Posted by Vivian on July 12th, 2012

Colorado Wildfire Air QualityThe Colorado fires have affected more than just homes, forests and livestock. They’ve also impacted many people throughout the state and beyond who live downwind from them. Toxic smoke has filled the air around Colorado for weeks, and people with a sensitivity to smoke have had little relief from the fumes.

Forest fire smoke contains a soup of nasty chemicals, including nitrogen oxide, sulfur dioxide, hydrogen sulfide, carbon dioxide, carbon monoxide, hydrogen cyanide, ammonia, and more. When these fires start burning houses the chemicals get even more toxic. The air was rated as “unhealthy” for days throughout Colorado this summer by the Colorado Department of Public Health and Environment. According to AIRNow, this smoke can cause an increase in asthma attacks and other respiratory disorders among those exposed to it even for short periods, and the longer the exposure, the greater the risk of negative health effects. Those with heart or lung diseases, the elderly, and children are particularly susceptible to the dangers of smoke exposure.

If a forest fire crops up in your area, you can take some simple steps to protect the respiratory health of your family.

  • Filter the Air: Stay indoors as much as you can, and run an air conditioner or air purifier to cleanse the air. Remember: just because you can’t see the smoke indoors doesn’t mean it’s chemical-free. In order to properly remove smoke and odors caused by fires, you must use an air purifier equipped with a carbon filter as well as HEPA, or similar-grade, filter. The larger the carbon filter, the more absorption of smoke, odors and chemicals. Check out our top picks for air purifiers specifically designed to target smoke.
  • Avoid Burning: Don’t burn anything — including candles — since this can make the air situation within the home even worse.
  • Cover Up: When you do have to venture outside, consider wearing a face mask or a damp towel over your mouth and nose, in order to filter out some of the larger particles.
  • Evacuate: If the smoke gets extremely thick in your area, you might need to consider evacuating until the fires and smoke have subsided, perhaps staying with family or friends or taking an extended vacation.
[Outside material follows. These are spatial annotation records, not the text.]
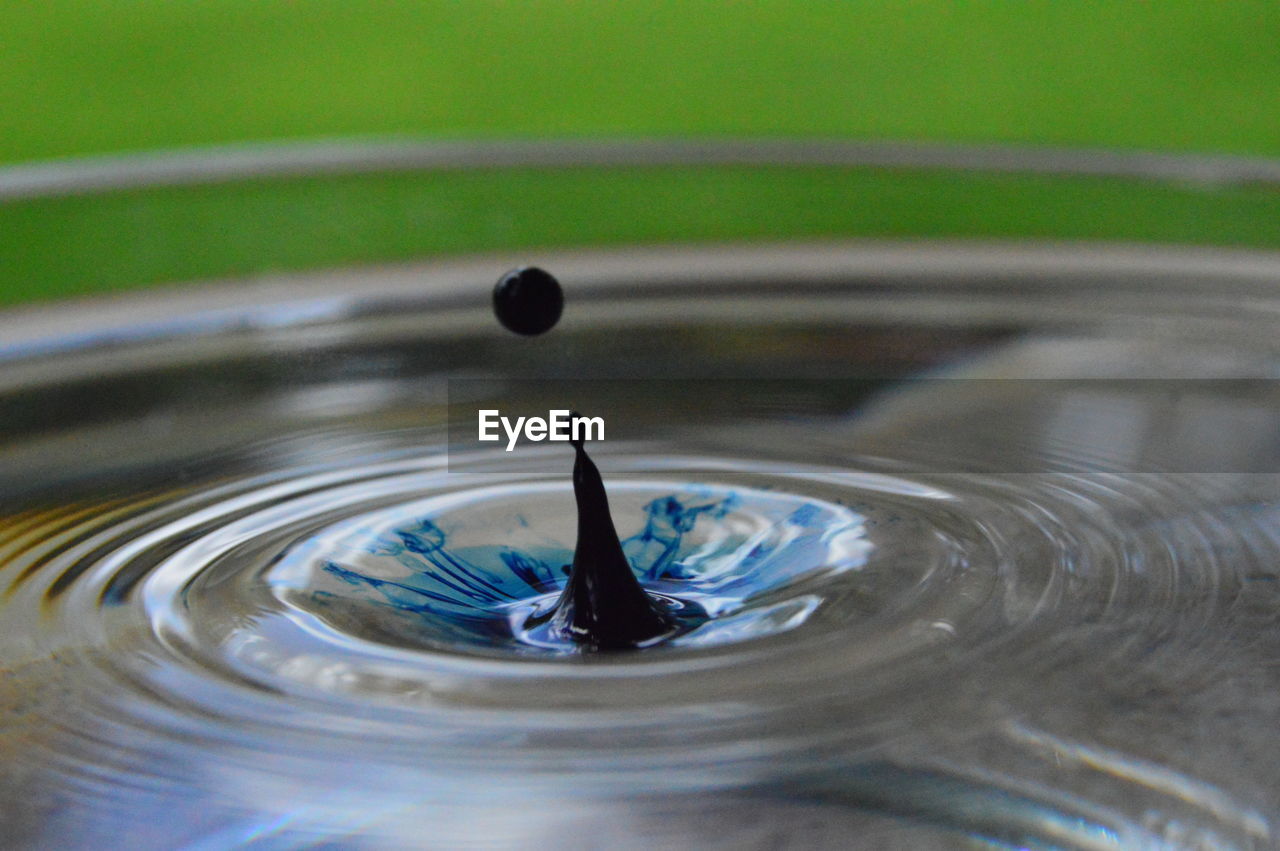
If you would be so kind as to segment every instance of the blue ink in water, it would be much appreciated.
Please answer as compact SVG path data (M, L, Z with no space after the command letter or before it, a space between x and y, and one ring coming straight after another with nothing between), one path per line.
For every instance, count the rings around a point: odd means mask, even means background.
M611 491L632 530L618 541L626 566L664 626L623 646L709 646L795 628L822 603L813 585L796 584L858 569L872 548L865 518L837 503L712 484ZM356 635L444 650L580 653L584 644L550 626L575 553L558 532L543 536L563 527L559 498L548 493L517 486L457 514L392 507L355 518L312 539L274 581L305 591L305 608ZM513 504L507 513L503 500Z

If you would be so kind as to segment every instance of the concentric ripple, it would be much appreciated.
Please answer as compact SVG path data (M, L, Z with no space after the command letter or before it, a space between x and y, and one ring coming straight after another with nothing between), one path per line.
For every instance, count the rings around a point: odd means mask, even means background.
M744 351L849 357L842 324L792 331L762 320ZM1034 333L938 360L1004 376ZM1053 362L1087 372L1097 340L1057 334ZM566 357L669 346L607 337ZM572 559L571 453L449 452L433 370L500 358L384 346L333 356L320 389L294 386L312 354L125 376L163 393L10 438L45 475L4 477L6 839L1274 843L1265 386L886 380L713 422L663 408L593 456L682 628L581 653L530 627ZM201 381L184 408L173 388Z

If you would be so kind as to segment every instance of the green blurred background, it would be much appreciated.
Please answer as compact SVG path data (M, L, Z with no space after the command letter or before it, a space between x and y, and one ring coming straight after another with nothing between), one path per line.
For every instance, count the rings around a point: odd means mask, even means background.
M822 137L1280 155L1280 4L0 4L3 165L332 137ZM0 303L439 252L1048 237L1280 246L1270 186L524 169L0 202Z

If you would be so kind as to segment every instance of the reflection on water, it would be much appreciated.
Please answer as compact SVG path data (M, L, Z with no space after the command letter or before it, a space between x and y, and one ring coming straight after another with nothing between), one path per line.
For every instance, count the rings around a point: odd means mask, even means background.
M785 319L745 293L750 333L632 298L518 356L438 314L17 365L6 841L1272 843L1270 322L1120 284L980 315L913 290L887 321L859 292ZM445 454L445 376L585 378L584 352L777 390L616 384L593 454L687 617L636 653L524 628L572 558L570 453Z

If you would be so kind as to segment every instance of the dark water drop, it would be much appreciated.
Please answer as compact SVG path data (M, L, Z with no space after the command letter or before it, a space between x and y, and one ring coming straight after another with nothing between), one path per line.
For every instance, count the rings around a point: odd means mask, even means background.
M553 275L536 266L512 269L493 288L493 312L503 328L535 337L559 321L564 293Z
M568 585L556 608L538 618L558 637L596 650L636 648L675 632L675 618L640 586L609 514L609 498L581 440L572 441L577 546ZM538 626L531 623L530 626Z

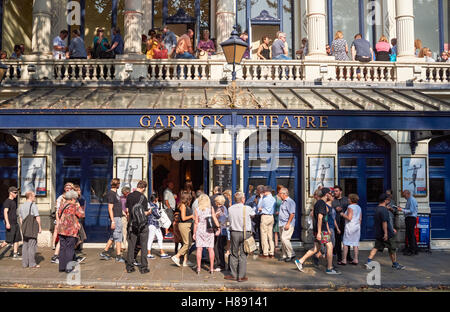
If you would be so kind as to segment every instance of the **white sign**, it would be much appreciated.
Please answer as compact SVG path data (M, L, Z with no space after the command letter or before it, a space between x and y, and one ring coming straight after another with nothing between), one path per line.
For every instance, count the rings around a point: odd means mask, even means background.
M334 157L309 158L309 195L320 187L334 186Z

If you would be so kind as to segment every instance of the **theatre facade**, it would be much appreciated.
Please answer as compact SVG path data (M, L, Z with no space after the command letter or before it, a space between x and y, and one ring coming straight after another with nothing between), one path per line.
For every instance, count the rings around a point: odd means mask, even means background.
M232 15L228 23L214 23L218 42L236 21L231 2L209 7L217 19ZM149 193L167 180L179 191L191 179L206 193L216 185L231 189L233 181L246 193L260 184L283 185L297 204L294 239L303 243L313 239L307 216L317 187L339 184L346 195L359 195L363 241L374 238L378 196L392 189L404 207L400 194L409 189L419 211L431 214L432 246L448 246L450 64L414 57L414 1L387 1L394 8L398 61L365 64L326 55L326 1L290 2L299 10L305 5L309 55L245 60L236 86L220 53L208 60L146 60L145 3L124 1L117 13L124 19L123 57L55 61L48 56L51 41L42 36L52 9L35 0L33 53L3 62L0 201L11 185L22 195L37 193L41 245L50 244L50 211L66 182L79 184L86 199L88 242L104 242L104 197L118 177L121 187L149 181ZM229 5L226 18L219 4ZM399 241L403 223L399 213Z

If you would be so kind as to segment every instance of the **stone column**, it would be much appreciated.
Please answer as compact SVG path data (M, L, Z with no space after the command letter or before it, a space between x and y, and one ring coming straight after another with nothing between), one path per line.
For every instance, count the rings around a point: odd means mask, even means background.
M230 38L236 20L234 1L217 0L216 9L217 51L222 52L220 43Z
M31 48L33 54L50 55L52 52L52 1L34 0L33 35Z
M308 21L308 56L326 57L327 44L326 36L326 3L325 0L308 0L307 21Z
M142 54L142 0L125 0L125 54Z
M395 0L397 20L397 59L415 59L414 50L414 4L413 0Z

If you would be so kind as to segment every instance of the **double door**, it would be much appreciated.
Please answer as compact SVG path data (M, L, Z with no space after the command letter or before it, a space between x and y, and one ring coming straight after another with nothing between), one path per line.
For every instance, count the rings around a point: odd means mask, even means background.
M373 230L378 197L390 188L390 163L386 154L339 154L339 185L344 195L358 194L362 211L361 240L375 238Z

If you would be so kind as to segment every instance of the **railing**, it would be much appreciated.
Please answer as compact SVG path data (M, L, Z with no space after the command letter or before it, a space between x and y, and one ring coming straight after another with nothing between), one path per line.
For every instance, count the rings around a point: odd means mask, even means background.
M6 83L47 80L64 82L219 82L231 79L231 68L222 60L5 60ZM351 83L450 83L449 63L392 62L312 62L246 60L237 68L237 79L244 82L300 81Z

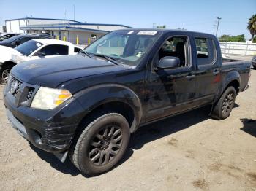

Be aware of some of the symptoms of smoke sensitivity, including coughing, wheezing, or difficulty breathing. If you experience these symptoms and they don’t improve, visit your physician for treatment and advice.

In a region with raging forest fires, when houses and land are facing an immediate threat, it can be difficult to focus on something as simple as breathing. It’s important, though, to watch over your family and avoid the negative impact of airborne toxins, even in the midst of a state-wide emergency.

Our thoughts go out to everyone affected by the fires in Colorado and other southwestern states.